No you did not address the main point I was saying. Jim got it right in showing the MAID exchange amount as the full ~10.5% without any accounting double dipping.
But you still have a 2 stage exchange process with one up front and the other as a accounting double dipping.
Go back and re-read, you seem to not understand the problem.
Putting the 23 million in the initial allocation to the foundation is double dipping since the dev team has already been paid for that work and the initial allocation to the foundation was never to account for already made payments to the dev team before launch apart from the $100K. That 23 million becomes accounting double dipping.
The WHOLE MAID was always to be exchanged as a single action, and the correct way has been done by Jim in the revised (again) RFC0061.
We seem to be talking past each other here. You are claiming that RFC0061A is written in a way that it is not. There is no 2-stage exchange process described, merely a breakdown of where the tokens come from to perform the single exchange. Also, currently there is no double dipping or fuzzy accounting described for anything with regard to the foundation. The accounting is explicit and more accurately conforms to the constraints imposed by the whitepaper. There is no basis for your assertions if one simply reads what is written carefully.
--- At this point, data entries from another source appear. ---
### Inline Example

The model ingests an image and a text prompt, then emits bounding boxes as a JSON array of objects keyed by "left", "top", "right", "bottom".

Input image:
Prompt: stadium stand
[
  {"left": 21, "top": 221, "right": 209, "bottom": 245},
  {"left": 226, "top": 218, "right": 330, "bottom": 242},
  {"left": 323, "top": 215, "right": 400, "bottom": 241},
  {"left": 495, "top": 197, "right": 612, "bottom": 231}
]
Nothing in current rev RFC0061A says that it would not be done in a single action. Perhaps there is a need for more explanation in some cases to clarify the language, maybe you can help with that, but in general your assertions don’t add up.
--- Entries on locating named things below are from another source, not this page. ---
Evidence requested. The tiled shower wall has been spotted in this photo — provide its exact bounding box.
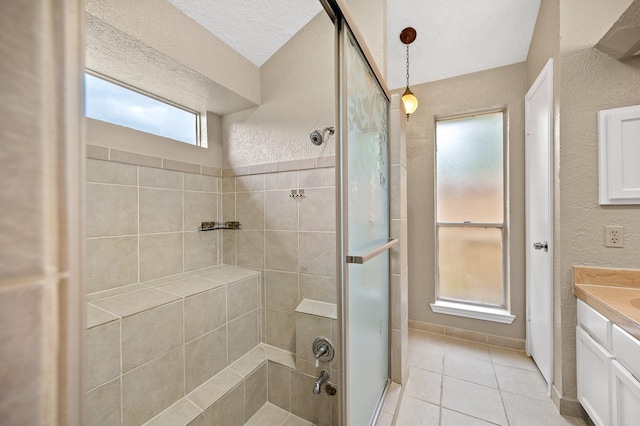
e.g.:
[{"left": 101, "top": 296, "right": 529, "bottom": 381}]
[
  {"left": 86, "top": 159, "right": 221, "bottom": 293},
  {"left": 222, "top": 167, "right": 336, "bottom": 352}
]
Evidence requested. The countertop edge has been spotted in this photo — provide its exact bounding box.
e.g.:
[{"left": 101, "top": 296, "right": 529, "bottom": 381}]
[{"left": 573, "top": 283, "right": 640, "bottom": 340}]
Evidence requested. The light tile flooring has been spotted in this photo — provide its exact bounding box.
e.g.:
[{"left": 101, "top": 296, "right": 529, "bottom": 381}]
[{"left": 395, "top": 330, "right": 587, "bottom": 426}]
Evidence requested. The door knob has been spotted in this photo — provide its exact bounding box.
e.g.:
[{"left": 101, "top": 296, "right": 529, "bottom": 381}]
[{"left": 533, "top": 241, "right": 549, "bottom": 251}]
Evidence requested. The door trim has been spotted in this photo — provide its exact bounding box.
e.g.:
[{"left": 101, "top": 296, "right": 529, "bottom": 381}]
[{"left": 524, "top": 58, "right": 554, "bottom": 395}]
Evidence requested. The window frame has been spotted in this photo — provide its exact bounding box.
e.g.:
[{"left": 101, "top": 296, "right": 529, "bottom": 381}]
[
  {"left": 431, "top": 107, "right": 515, "bottom": 324},
  {"left": 84, "top": 68, "right": 202, "bottom": 148}
]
Something else you seem to have neglected to point out or consider is that there are other token allocations that RFC0061A maintains from the whitepaper (which is rather important imo) that RFC0061 fails to do. For example, the RFC0061A upholds the promised allocation ratios of ongoing royalties to core development, general development, and the foundation. RFC0061A also upholds the 5% allocation (minus the overmint error correction and genesis ad hoc needs to keep whitepaper promises) to the core development team.
Even Jim pointed it out. Maybe its yourself that is missing the problem with it because of your lack of knowing accounting practices and financial auditing/invalid practices.
Anyhow, its now moot since this has been incorporated in RFC0061 in the correct way.